Sanity and the Resurrection

by Fr. Patrick Henry Reardon

From the beginning, the proclamation of the Gospel has always involved a claim that the full weight of universal human wisdom declares to be impossible: the resurrection of a man who had been dead in his grave for a couple of days—as distinct from the resuscitation of someone apparently dead

This claim, without which there is no Gospel, is the primary component of the “folly” mentioned by the Apostle Paul as inevitably characteristic of the Christian message. That is to say, those who proclaim the Gospel declare to have happened a thing everybody knows cannot happen.

For this reason, those who believe the Gospel inevitably find themselves separated from what the rest of the human race considers normal and sane. They willingly place themselves outside of every premise and expectation common to the race of men. From the minute they accept the Gospel thesis, they implicitly declare that they no longer care a fig about what the rest of the world thinks; they are prepared to be regarded as fools on the earth. Believers go for broke. They have burned their bridges with respect to this world. All their eggs are in the Easter basket.

On the other hand, this detachment from the expectations of the world is the source of an immense practical freedom for the Christian people. Liberated from mankind’s most fundamental premise and most tenacious preconception—namely, the impossibility that the dead should rise—Christians start from scratch with respect to human opinion on any matter whatever. If they refuse to concede to human wisdom at least that primary premise, there is never again a compelling reason to concede any point to human wisdom.

The first preachers of the Gospel were completely aware of this fact, being quite familiar with the world’s ingrained prejudice about the finality of death. They faced the problem squarely, armed only with the convictions of conscience.

They were especially careful not to let the Resurrection of Christ become some sort of “spiritual” experience. Had they spoken of the risen Christ as a kind of incorporeal vision or phantom, someone spiritually who “lived on” after death, their message would surely have met acceptance from many of their contemporaries. Christians did not succumb to that temptation, however. They insisted that Jesus rose in his very body, the body numerically identical to the one in which he died on the cross.

The Gospel accounts—in the measure they reflect Christian apologetics—are emphatic on this point. The risen Jesus commands his friends:

“Behold my hands and my feet, that it is I myself. Handle me and see, for a spirit does not have flesh and bones as you see I have” (Luke 24:38).

The post-Resurrection accounts depict Jesus as being touched (John 20:27), embraced (Matthew 28:9), and clung to (John 20:17).

These experiences were physical.

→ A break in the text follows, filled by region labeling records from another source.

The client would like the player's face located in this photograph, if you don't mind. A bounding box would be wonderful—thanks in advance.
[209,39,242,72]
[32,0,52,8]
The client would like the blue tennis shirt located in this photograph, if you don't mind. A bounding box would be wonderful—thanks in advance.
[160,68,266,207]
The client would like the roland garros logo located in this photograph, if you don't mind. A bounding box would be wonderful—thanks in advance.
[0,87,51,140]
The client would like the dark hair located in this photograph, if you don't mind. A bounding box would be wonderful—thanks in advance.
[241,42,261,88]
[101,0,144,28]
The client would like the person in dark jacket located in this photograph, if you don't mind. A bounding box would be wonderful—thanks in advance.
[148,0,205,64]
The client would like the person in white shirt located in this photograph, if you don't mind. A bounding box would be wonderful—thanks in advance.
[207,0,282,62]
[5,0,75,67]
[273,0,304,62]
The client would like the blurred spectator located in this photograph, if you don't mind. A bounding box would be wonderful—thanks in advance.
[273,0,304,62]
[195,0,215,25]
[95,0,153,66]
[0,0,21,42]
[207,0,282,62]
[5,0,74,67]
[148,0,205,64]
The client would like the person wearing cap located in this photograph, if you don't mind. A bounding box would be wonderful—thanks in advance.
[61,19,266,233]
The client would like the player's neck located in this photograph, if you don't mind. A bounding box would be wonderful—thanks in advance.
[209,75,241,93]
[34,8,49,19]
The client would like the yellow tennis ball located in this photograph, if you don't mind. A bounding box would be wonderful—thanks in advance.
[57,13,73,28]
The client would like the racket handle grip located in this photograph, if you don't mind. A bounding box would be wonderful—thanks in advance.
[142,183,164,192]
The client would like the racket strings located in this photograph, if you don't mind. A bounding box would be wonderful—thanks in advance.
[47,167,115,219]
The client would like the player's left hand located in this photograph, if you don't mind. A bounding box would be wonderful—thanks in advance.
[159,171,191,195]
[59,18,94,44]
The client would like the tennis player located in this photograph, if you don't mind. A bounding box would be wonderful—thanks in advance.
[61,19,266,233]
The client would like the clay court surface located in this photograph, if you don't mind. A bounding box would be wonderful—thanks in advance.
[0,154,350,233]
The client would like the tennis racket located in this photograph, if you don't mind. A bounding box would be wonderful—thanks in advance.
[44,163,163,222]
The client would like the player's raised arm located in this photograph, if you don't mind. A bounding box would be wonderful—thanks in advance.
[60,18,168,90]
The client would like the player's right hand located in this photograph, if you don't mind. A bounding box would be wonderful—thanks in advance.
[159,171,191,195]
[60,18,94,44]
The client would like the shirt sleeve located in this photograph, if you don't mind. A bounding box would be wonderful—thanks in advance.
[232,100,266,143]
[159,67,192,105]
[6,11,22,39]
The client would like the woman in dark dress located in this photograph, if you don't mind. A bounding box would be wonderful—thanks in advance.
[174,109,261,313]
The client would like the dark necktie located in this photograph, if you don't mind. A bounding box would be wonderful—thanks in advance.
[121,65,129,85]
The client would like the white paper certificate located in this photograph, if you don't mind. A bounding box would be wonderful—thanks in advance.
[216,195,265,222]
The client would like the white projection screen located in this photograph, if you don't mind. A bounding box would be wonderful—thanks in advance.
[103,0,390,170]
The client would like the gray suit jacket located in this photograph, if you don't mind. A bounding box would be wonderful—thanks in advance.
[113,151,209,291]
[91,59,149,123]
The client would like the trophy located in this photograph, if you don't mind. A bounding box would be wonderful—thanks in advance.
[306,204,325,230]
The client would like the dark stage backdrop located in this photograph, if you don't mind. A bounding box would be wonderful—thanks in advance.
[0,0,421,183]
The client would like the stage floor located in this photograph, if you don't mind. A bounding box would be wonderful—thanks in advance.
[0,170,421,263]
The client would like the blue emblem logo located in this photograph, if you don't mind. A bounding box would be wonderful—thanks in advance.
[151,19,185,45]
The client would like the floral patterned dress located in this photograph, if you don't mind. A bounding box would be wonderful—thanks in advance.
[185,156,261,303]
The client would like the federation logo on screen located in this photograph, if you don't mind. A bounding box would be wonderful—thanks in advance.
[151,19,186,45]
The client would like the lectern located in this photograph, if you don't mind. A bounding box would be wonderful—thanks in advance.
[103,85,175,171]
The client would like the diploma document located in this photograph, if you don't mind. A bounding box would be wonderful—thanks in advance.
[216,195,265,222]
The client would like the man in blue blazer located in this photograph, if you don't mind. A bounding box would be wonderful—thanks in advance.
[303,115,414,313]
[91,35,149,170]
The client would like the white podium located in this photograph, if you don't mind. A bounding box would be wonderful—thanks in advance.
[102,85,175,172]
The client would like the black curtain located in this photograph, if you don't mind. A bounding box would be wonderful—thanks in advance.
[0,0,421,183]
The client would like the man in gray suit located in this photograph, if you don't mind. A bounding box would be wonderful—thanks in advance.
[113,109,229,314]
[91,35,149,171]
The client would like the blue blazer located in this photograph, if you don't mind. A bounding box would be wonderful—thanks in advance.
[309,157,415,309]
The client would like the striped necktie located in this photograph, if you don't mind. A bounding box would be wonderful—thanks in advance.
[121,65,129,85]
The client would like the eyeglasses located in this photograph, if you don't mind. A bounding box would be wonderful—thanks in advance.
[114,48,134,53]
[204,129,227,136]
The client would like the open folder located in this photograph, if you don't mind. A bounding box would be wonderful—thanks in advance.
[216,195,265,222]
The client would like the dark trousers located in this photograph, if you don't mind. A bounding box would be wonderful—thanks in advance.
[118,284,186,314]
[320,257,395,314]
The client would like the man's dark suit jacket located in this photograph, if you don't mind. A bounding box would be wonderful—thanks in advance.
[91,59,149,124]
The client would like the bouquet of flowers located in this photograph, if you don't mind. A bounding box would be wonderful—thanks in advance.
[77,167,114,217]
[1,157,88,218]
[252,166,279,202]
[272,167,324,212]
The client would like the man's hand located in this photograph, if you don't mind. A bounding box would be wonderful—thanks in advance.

The Apostle Peter later described them to the friends of Cornelius:

“God raised him up on the third day, and showed him openly, not to all the people, but to witnesses chosen before by God—to us who ate and drank with him after he arose from the dead” (Acts 10:41).

One of those meals was a hot breakfast, which the risen Jesus prepared for his friends (John 21:9). There was nothing incorporeal or visionary about that breakfast picnic on the beach.

At the same time, those who preached the Resurrection of Christ did not think he had simply been restored to what he was before. He was not a resuscitated corpse. They knew him to be alive in an entirely new way—alive beyond the reach of death. He was risen, said the Apostle Paul,

“in power” (Romans 1:4).

To those who believed in the Gospel, the physical body of Jesus, risen from the grave, was proof that death had been definitively conquered:

“Christ, having been raised from the dead, dies no more. Death no longer has dominion over Him. In that he died, he died to sin once for all; but in that he lives, he lives to God” (Romans 6:9-10).

Even though Jesus’ risen body was physical, therefore, those who bore witness to it also mentioned that it had been set free from the usual physical limitations. Just as it was free from the domination of death, so it was liberated from ordinary physical restrictions, such as those imposed, for example, by closed doors. That is to say, rising from the dead, Jesus showed himself completely free from every human expectation—not only death, but even the laws of physics.